題目鏈接
https://codeforces.com/contest/1213/problem/D2
題目描述
You are given an array a consisting of n integers. In one move you can choose any aiai and divide it by 2 rounding down (in other words, in one move you can set ai:=⌊ai2⌋).
You can perform such an operation any (possibly, zero) number of times with any ai.
Your task is to calculate the minimum possible number of operations required to obtain at least k equal numbers in the array.
Don't forget that it is possible to have ai=0 after some operations, thus the answer always exists.
Input
The first line of the input contains two integers n and k (1≤k≤n≤2⋅10^5) — the number of elements in the array and the number of equal numbers required.
The second line of the input contains n integers a1,a2,…,an (1≤ai≤2⋅10^5), where ai is the i-th element of a.
Output
Print one integer — the minimum possible number of operations required to obtain at least k equal numbers in the array.
Examples
input
5 3 1 2 2 4 5
output
1
input
5 3 1 2 3 4 5
output
2
input
5 3 1 2 3 3 3
output
0
思路
我是受過專業訓練的,1600分左右的題一般都會做,除非想不到。
設一個vector類型的二維數組v[],其中數組v[i]存儲a[]中各個數字除幾次能得到i,拿樣例1來說,v[2]={0,0,1,1},2和2除零次得到數字2,而4和5除一次得到數字2。
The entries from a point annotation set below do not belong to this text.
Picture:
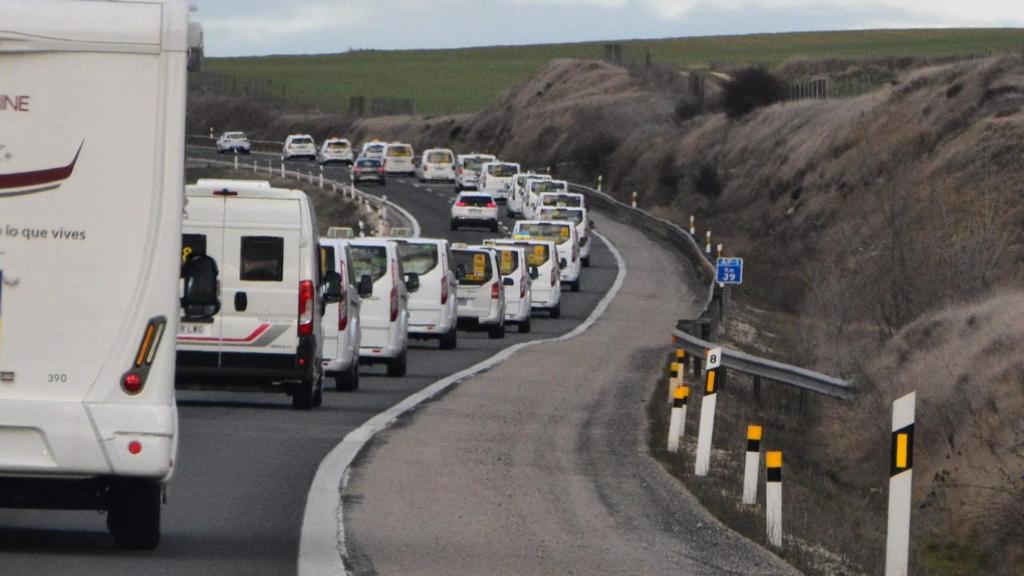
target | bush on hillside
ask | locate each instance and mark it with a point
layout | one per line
(750, 89)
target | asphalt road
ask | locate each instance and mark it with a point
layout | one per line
(247, 459)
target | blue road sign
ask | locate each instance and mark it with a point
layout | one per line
(729, 271)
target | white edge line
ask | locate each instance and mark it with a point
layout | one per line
(322, 545)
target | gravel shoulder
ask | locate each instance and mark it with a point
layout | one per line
(541, 466)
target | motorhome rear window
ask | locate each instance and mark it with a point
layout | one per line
(370, 260)
(262, 258)
(474, 265)
(418, 258)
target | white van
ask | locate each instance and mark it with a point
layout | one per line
(544, 270)
(384, 315)
(517, 192)
(481, 297)
(496, 177)
(515, 278)
(399, 159)
(90, 260)
(563, 234)
(436, 164)
(432, 309)
(579, 215)
(267, 331)
(536, 189)
(341, 320)
(467, 170)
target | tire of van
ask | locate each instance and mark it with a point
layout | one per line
(497, 332)
(450, 340)
(525, 326)
(348, 381)
(303, 396)
(133, 513)
(397, 367)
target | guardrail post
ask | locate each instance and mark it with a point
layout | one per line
(708, 406)
(900, 485)
(773, 495)
(753, 464)
(677, 423)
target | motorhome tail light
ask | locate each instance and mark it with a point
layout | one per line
(306, 307)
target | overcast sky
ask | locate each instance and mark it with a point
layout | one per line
(272, 27)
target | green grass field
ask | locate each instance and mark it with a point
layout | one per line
(467, 80)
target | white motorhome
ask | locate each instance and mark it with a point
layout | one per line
(341, 320)
(89, 256)
(266, 332)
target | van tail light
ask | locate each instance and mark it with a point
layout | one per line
(306, 307)
(394, 302)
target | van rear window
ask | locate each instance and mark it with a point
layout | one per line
(262, 258)
(418, 258)
(474, 266)
(370, 260)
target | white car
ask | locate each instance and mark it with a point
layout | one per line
(341, 321)
(563, 234)
(237, 142)
(535, 189)
(399, 159)
(432, 309)
(542, 261)
(467, 170)
(374, 149)
(517, 192)
(266, 331)
(496, 178)
(515, 278)
(336, 151)
(481, 296)
(384, 314)
(582, 218)
(474, 209)
(436, 164)
(298, 146)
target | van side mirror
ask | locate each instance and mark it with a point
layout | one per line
(412, 282)
(366, 286)
(332, 288)
(201, 299)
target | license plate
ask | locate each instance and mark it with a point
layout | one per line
(193, 329)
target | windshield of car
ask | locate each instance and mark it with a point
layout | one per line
(399, 152)
(439, 158)
(545, 231)
(418, 258)
(370, 260)
(502, 170)
(473, 266)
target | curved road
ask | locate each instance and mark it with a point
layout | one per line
(247, 459)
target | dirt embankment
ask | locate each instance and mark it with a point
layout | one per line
(882, 237)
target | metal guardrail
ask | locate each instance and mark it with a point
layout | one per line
(675, 235)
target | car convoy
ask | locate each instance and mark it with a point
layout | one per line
(242, 291)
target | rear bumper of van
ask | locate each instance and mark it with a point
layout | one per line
(66, 440)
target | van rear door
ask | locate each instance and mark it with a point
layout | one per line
(260, 281)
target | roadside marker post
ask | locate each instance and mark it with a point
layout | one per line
(773, 495)
(708, 405)
(677, 424)
(753, 464)
(900, 487)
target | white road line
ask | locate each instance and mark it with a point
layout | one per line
(322, 544)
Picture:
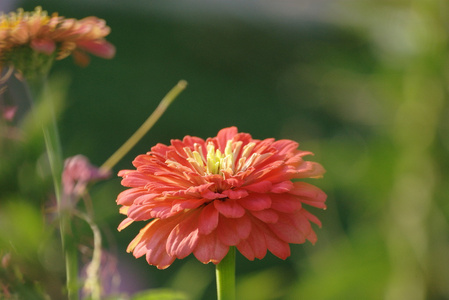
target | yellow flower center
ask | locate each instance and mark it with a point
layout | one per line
(217, 162)
(13, 20)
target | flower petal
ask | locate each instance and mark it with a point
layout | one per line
(256, 202)
(229, 208)
(210, 249)
(208, 219)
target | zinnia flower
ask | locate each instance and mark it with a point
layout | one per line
(49, 37)
(203, 197)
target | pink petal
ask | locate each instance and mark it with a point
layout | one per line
(99, 48)
(266, 216)
(255, 245)
(286, 230)
(235, 194)
(285, 203)
(208, 219)
(256, 202)
(229, 208)
(260, 187)
(282, 187)
(44, 46)
(184, 237)
(210, 249)
(232, 231)
(309, 194)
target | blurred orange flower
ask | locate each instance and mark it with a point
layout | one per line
(51, 35)
(230, 190)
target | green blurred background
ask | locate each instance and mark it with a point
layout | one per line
(362, 84)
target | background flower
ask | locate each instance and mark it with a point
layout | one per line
(30, 41)
(231, 190)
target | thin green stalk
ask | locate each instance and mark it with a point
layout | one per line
(54, 153)
(92, 284)
(145, 127)
(225, 273)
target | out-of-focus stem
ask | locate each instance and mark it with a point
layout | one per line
(225, 273)
(145, 127)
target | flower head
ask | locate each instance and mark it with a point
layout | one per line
(231, 190)
(78, 173)
(29, 41)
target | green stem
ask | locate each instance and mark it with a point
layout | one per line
(225, 272)
(54, 153)
(145, 127)
(92, 284)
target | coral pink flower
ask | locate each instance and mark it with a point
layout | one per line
(50, 35)
(204, 196)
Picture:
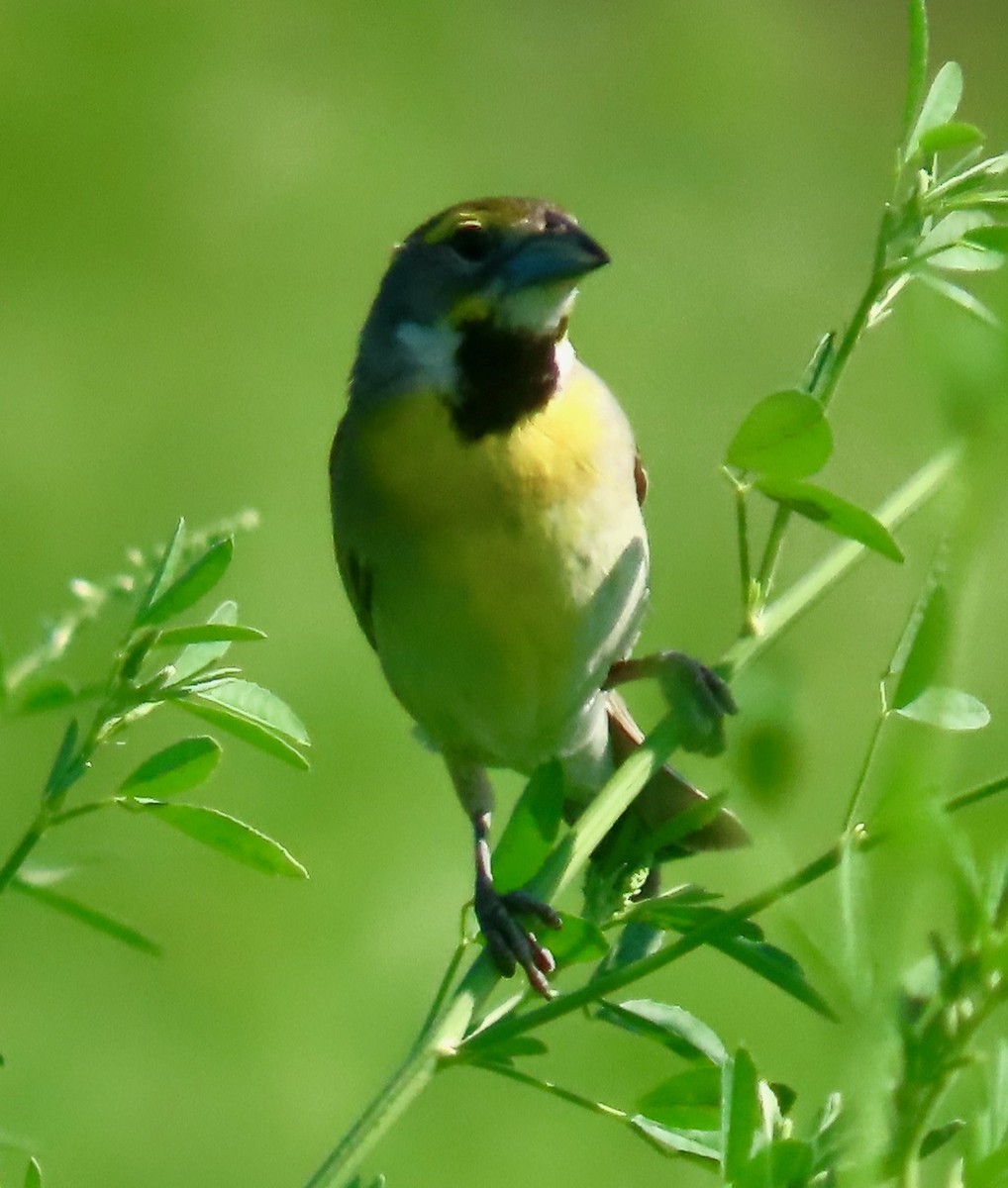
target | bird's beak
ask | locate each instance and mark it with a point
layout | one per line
(553, 255)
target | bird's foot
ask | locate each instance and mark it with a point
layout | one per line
(697, 695)
(510, 943)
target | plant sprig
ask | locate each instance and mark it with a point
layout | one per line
(942, 218)
(138, 683)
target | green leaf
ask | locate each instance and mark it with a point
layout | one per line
(992, 238)
(689, 1100)
(740, 1112)
(84, 915)
(945, 247)
(781, 1163)
(668, 1026)
(254, 705)
(939, 106)
(949, 710)
(212, 633)
(961, 298)
(164, 571)
(247, 731)
(199, 656)
(917, 65)
(176, 769)
(677, 1141)
(822, 357)
(532, 830)
(685, 824)
(920, 652)
(227, 835)
(576, 941)
(786, 434)
(950, 136)
(197, 580)
(508, 1049)
(59, 775)
(834, 514)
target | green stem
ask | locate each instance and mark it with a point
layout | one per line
(806, 593)
(567, 861)
(441, 993)
(823, 387)
(745, 563)
(771, 552)
(555, 1091)
(25, 846)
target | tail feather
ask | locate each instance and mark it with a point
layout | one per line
(667, 794)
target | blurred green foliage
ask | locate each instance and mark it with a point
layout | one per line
(199, 205)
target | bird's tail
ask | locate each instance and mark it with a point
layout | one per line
(667, 796)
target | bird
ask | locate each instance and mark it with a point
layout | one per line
(486, 504)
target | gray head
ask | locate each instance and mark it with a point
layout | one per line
(505, 264)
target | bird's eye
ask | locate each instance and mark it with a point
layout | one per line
(472, 243)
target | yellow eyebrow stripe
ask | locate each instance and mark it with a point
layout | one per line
(451, 224)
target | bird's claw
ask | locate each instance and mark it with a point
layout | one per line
(509, 942)
(700, 700)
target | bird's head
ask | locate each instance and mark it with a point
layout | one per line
(499, 266)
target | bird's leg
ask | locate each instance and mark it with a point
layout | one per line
(510, 943)
(699, 698)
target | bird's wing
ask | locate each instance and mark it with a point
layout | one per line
(640, 480)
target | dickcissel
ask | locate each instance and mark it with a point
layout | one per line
(486, 510)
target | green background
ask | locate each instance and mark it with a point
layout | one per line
(197, 202)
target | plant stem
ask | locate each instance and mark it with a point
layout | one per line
(440, 1038)
(800, 598)
(25, 846)
(824, 386)
(771, 552)
(556, 1091)
(745, 564)
(615, 979)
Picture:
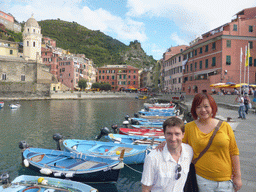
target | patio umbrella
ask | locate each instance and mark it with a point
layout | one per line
(224, 86)
(230, 83)
(252, 85)
(217, 84)
(239, 85)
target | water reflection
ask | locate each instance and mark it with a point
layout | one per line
(36, 121)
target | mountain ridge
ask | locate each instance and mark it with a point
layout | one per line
(101, 48)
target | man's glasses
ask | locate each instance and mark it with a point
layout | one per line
(177, 172)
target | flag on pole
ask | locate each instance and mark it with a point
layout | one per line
(247, 56)
(241, 55)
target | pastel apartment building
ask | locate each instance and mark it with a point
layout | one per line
(67, 68)
(120, 77)
(214, 57)
(172, 63)
(8, 48)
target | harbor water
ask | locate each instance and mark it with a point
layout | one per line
(36, 121)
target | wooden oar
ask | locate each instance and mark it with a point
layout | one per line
(122, 155)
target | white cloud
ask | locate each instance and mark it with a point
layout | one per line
(99, 19)
(196, 17)
(178, 40)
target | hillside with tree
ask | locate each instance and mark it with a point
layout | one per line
(95, 45)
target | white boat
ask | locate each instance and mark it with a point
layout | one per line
(14, 106)
(44, 184)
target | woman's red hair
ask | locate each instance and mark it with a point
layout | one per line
(198, 100)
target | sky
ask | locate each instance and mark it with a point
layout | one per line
(156, 24)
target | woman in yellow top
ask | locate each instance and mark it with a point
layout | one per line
(220, 163)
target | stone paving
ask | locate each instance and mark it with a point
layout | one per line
(245, 134)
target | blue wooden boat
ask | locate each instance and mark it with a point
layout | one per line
(1, 104)
(14, 106)
(147, 126)
(153, 113)
(134, 154)
(78, 167)
(133, 139)
(44, 184)
(144, 121)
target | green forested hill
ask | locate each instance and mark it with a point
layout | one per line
(95, 44)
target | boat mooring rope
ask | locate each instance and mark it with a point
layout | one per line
(133, 169)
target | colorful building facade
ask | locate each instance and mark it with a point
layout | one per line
(120, 77)
(173, 74)
(215, 56)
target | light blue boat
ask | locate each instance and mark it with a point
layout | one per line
(133, 139)
(157, 110)
(153, 113)
(143, 121)
(134, 154)
(147, 126)
(77, 167)
(44, 184)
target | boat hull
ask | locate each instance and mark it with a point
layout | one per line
(77, 167)
(142, 132)
(27, 183)
(133, 154)
(134, 139)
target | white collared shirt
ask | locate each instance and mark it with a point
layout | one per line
(159, 170)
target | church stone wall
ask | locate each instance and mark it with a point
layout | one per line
(13, 86)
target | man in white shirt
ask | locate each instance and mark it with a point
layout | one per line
(167, 170)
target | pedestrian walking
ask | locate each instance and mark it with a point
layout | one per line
(241, 110)
(247, 102)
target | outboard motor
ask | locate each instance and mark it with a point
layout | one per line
(103, 131)
(23, 145)
(134, 122)
(127, 117)
(4, 178)
(188, 116)
(136, 115)
(57, 137)
(125, 124)
(115, 128)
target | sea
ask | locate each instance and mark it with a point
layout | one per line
(36, 122)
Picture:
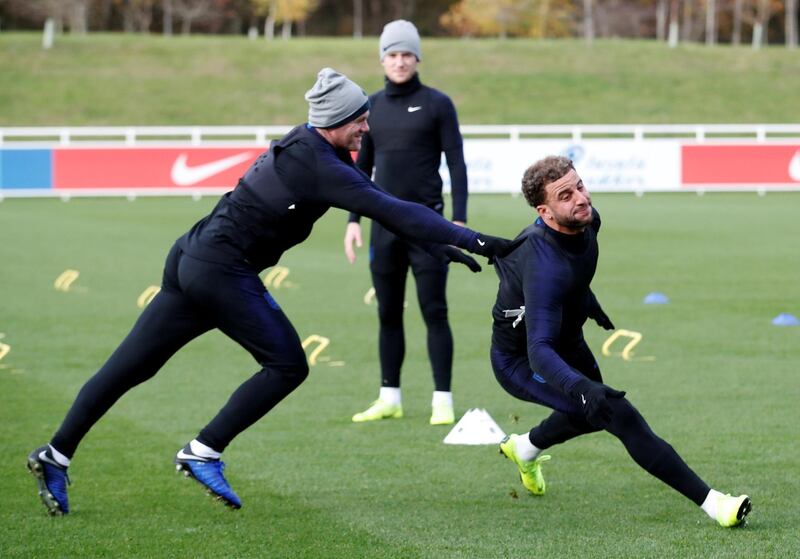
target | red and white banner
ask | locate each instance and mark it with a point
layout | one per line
(493, 165)
(142, 168)
(746, 165)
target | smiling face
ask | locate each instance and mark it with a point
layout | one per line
(348, 136)
(568, 206)
(399, 67)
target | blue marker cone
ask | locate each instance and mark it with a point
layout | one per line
(786, 319)
(656, 298)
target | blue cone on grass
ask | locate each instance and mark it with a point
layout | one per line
(786, 319)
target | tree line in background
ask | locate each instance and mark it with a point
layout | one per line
(757, 22)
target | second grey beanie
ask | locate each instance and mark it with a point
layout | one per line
(400, 36)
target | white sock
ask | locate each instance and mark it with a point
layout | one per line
(203, 451)
(390, 395)
(442, 398)
(525, 448)
(58, 457)
(710, 504)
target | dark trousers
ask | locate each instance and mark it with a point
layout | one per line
(390, 259)
(567, 421)
(198, 296)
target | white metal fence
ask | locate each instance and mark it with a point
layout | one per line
(200, 135)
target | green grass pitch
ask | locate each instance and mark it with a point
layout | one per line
(722, 389)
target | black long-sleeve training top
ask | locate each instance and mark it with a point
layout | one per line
(291, 186)
(549, 274)
(411, 124)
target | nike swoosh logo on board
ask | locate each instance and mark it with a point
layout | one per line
(184, 175)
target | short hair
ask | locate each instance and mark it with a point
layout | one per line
(542, 173)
我們可以通過nlog(max(a[i]))的算法完成對v[]的統計,具體詳見代碼。
接下來,只需判斷v[i]的size是否大於k,並且取前k小的數即可。
代碼
#include <bits/stdc++.h>
#define ll long long
#define maxn 200010
using namespace std;
int n,k,a[maxn];
vector<int>v[maxn];
int main(){
int i,j;
scanf("%d%d",&n,&k);
for(i=1;i<=n;i++)scanf("%d",&a[i]);
for(i=1;i<=n;i++){
v[a[i]].push_back(0);
int cnt=0;
while(a[i]){
a[i]/=2;
cnt++;
v[a[i]].push_back(cnt);
}
}
int ans=n*100;
for(i=0;i<maxn;i++){
if(v[i].size()>=k){
int q=0;
sort(v[i].begin(),v[i].end());
for(j=0;j<k;j++)q+=v[i][j];
ans=min(ans,q);
}
}
cout<<ans;
return 0;
}